À l'Éterlou, les km se suivent et ne se ressemblent pas
À l'Éterlou, cette année, il y avait donc 2 versions : le raid, choisi par notre quatuor de cadors (56 km, 2200 D+ le samedi puis 43km, 1550m D+ le dimanche... ou la totale le samedi), et la randonnée, pour le trio des "musculo" et un électron libre (au choix "Affûte tes mollets" sur 38 km et 1300 D+, ou "C'est qui le patron" = 1re étape du raid - vous suivez ? , ou compromis officieux "by Lolo" de 46 km).

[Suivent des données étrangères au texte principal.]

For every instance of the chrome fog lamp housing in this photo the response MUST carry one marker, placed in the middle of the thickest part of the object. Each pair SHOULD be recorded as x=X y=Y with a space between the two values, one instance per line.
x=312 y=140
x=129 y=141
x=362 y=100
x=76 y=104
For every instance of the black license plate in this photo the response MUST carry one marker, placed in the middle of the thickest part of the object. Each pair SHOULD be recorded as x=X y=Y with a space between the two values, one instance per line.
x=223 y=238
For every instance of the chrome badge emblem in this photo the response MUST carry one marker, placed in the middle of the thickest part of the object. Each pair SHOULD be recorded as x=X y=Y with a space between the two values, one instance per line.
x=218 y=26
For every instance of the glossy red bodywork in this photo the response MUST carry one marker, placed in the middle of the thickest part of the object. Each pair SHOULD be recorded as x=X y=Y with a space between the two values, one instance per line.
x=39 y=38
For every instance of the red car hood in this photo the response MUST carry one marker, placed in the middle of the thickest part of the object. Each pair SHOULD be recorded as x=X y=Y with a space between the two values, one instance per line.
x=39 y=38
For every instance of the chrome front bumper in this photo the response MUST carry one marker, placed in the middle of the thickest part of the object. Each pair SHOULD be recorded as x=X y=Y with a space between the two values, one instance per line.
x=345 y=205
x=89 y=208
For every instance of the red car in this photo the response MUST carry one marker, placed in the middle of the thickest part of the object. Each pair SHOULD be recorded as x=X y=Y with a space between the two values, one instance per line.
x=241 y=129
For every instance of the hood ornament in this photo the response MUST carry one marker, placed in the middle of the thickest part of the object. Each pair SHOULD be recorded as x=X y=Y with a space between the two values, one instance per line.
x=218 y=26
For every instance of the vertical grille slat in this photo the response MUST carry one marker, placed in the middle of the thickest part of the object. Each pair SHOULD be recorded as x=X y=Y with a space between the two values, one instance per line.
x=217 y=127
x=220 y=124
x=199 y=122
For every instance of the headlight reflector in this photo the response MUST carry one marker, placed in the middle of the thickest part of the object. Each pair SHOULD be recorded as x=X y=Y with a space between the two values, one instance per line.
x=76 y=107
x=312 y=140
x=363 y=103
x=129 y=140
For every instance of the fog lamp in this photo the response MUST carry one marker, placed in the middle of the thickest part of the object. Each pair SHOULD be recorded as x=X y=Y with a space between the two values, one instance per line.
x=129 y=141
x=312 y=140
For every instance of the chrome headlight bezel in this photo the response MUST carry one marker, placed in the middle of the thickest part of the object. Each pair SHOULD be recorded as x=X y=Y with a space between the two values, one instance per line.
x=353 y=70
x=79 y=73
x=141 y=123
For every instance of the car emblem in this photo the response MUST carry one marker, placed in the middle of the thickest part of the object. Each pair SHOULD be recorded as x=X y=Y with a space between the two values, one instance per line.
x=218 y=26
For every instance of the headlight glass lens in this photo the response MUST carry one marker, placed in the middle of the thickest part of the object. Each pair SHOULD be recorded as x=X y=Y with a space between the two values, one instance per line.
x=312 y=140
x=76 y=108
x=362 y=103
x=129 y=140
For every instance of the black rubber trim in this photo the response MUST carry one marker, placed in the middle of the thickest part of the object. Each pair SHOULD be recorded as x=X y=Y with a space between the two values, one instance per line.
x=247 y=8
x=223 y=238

Dès vendredi soir, les raideurs ont apprécié la cuisine du gîte de Saint-Disdier en Dévoluy, son confort, sa promenade postprandiale... et le départ sur le vélo à 6h45 (à Saint-Étienne). Une bonne montée sur piste, direction Sud-Sud-Est, jusqu'au col de Rabou, une superbe descente, de beaux passages dans le Bois-Rond, on frôle Super Dévoluy, pique vers la Souloise avant de remonter vers le Collet (et quelle montée !) pour redescendre sur Saint-Disdier via la Mère-Église... un parcours magnifique achevé vers 13h : à une dizaine de minutes près, la barrière horaire pour tout faire en 1 jour était encore ouverte ;-(.
Au même moment et à 4 km de là, après des temps de transport entre 1h et 1 jour, les randonneurs se lançaient pour s'échauffer - c'est le cas de le dire - sur une boucle de 23 km à Agnières, concoctée par Lolo à partir d'un circuit balisé et d'une partie du parcours du raid du 2e jour : les cyclistes fatigués qui nous doublent ne sont donc pas des égarés, mais des concurrents du raid option 1 jour (vous suivez toujours n'est-ce pas ?). Lavandes sauvages, descentes rigolottes et paysages "plein les yeux" compensent le cagnard. Et le soir, quel agrément de se retrouver à table dans le jardin du gîte !
Dimanche, tout le monde démarre à 7h15, mais pas du même endroit. Les raideurs avalent leurs 43 km en moins de 4h30, tandis que les randonneurs, constamment doublés et parfois encouragés par des VAE ("bravo les musculaires" - Fred ayant par solidarité dérailleuse diminué l'assistance au maximum), accompagnés entre le col Rabou et Superdévoluy par une Dérailleuse inscrite en solo, ont besoin de 3h de plus pour 3 km de plus. Car au 30e km, même si la frustration domine moins que la fatigue, nous étant moralement inscrits sur le 46 km l'amour-propre nous fait tourner dans la côte du Collet, sous le regard inquiet et fatigué d'un autre cycliste : "vous n'êtes pas sur le 38 ?"... l'essentiel est qu'à notre arrivée les repas soient encore servis.
Fi du suspense : nos héros se sont classés 64, 65 et 66e (sur 113), le quatrième ayant dû sacrifier le classement et le tir groupé à son téléphone tombé en route. Et la seule blessure à déplorer est une (certes magnifique) estafilade, due à une contre-attaque de pédale au moment de recharger les vélos : la "méthode Alex" de déblocage est validée.